Investors also became cautious after China's Ministry of Industry and Information Technology said that the total profit of software and information technology service industry declined 4.6% in October compared with the same month last year. This marks the first month of a decline in industry profit.
Further, sentiments also muted after a report from the China Iron and Steel Industry Association stated that pressure on the supply side would remain. In October, China's daily output of crude steel averaged 2.66 million tons, a drop of 1.19% from the previous month. The Association said that as winter is usually a slow season, local enterprises need to carefully analyze changes in demand to ensure the steady operation of the market.
OFFSHORE MARKET NEWS: Wall Street stocks closed higher on Monday, rebounding from four consecutive days of losses, as retail shares rallied on expectations of strong sales as shoppers went hunting for deals on Cyber Monday. Stable oil prices and global equities gains also soothed sentiment after a bruising week of losses. The Dow Jones Industrial Average climbed 354.29 points, or 1.5%, to 24,640.24. The broad-based S&P 500 rose 40.89 points, or 1.6%, to 2,673.45, while the tech-rich Nasdaq Composite Index rallied 142.87 points, or 2.1%, to 7,081.85. Last week, the Nasdaq tumbled 4.3%, the Dow fell 4.4% and the S&P 500 slid 3.8%, marking the worst Thanksgiving week since 2011 for all three indexes.

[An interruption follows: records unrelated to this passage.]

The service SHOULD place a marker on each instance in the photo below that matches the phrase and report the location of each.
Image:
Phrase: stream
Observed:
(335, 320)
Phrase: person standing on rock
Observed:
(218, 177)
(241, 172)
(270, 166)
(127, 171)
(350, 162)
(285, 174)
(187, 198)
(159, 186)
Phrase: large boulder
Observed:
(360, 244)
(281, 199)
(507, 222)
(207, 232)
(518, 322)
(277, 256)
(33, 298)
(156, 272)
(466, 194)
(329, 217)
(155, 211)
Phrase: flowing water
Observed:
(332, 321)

The major European markets also rallied on Monday, as investors digested fresh developments surrounding the U.K.'s withdrawal process from the EU. Over the weekend, leaders from the European Union chose to endorse the Brexit withdrawal deal laid out by U.K. Prime Minister Theresa May. The German DAX Index spiked by 1.5%, the U.K.'s FTSE 100 Index surged up by 1.2%, and the French CAC 40 Index jumped by 1%.